De
repente a palavra ‘presencial’ ganhou notoriedade
Cada
era com seu vocabulário. De repente a palavra “presencial” ganhou uma
notoriedade que antes não tinha. Presencial: significando na presença física
de, em contraste com a ausência de, ou com a presença apenas virtual de. Uma
palavra de muitos sentidos, perfeita para esta era de dissimulações, que só
vendo, tocando e cheirando para crer.
Outra
expressão que deve sua existência à era surgiu no mundo rarefeito do jargão
econômico. Inventada, até onde eu sei, pelo ministro Paulo Guedes, que se sai
melhor fazendo frases do que dirigindo a Economia. Guedes chama de “fura-teto”

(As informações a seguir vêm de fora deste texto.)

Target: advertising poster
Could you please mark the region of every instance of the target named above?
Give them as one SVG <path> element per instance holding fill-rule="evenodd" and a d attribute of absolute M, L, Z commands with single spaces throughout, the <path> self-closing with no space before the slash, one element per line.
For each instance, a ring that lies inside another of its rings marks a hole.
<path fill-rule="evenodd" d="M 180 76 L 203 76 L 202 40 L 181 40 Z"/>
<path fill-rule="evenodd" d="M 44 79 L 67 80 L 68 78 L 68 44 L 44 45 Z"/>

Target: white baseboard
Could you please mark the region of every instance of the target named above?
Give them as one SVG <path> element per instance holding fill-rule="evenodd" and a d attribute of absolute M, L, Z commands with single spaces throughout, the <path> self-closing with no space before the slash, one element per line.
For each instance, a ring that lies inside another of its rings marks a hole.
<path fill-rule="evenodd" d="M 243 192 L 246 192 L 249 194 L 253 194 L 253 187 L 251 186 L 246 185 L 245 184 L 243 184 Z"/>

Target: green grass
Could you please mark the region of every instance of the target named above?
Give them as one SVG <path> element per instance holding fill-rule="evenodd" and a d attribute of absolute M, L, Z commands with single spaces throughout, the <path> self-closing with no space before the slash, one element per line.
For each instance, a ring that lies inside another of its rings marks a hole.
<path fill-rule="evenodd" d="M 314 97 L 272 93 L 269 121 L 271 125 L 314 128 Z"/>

quem quer ultrapassar os limites da responsabilidade fiscal e se declara um
defensor da inteireza do teto, ameaçada por gastadores com seus sonhos
igualitários irrealistas. Em todo lugar em que os “fura-tetos” são demonizados,
o capitalismo se penitencia, se penitencia, mas não muda. No fundo, o que se
discute não é a defesa do sacrossanto teto, mas sua utilidade nos rituais de
falsa penitência com que o capital protege sua alma junto com seus lucros,
enquanto o sonho é eternamente adiado.
O
livro “O capital no seculo XXI” é um tijolo de 700 paginas que seu autor,
Thomas Piketty, atirou contra a confortável certeza de que é só dar tempo ao
capital que ele se reformará sozinho, provando com estatísticas e gráficos (e
sabendo-se o que se sabe do prontuário do capitalismo) que o milagre é
improvável, e afundando no processo de ilusões social-democratas. Há pouco saiu
outro tijolo do Piketty, este com mais de mil páginas, intitulado “Capital e
ideologia”. Quem teve preparo físico para enfrentar o novo livro, como o
economista Paulo Gurgel Valente, que fez uma valiosa leitura crítica, gostou do
que leu, principalmente porque “Capital e ideologia” é mais abrangente do que o
livro anterior, cobrindo mais história, geografia e economia — apesar de dar
pouca atenção ao Brasil.
Piketty não tem problema em contrariar a ortodoxia marxista, mas deixa claro que é um “fura-teto” convicto. Sabe que pertence a uma minoria: pode contar nos dedos da mão invisível do mercado que os neoliberais tanto gostam de citar a quantidade de economistas do seu lado. Mas é um aliado precioso. Pelos seus tijolaços certeiros.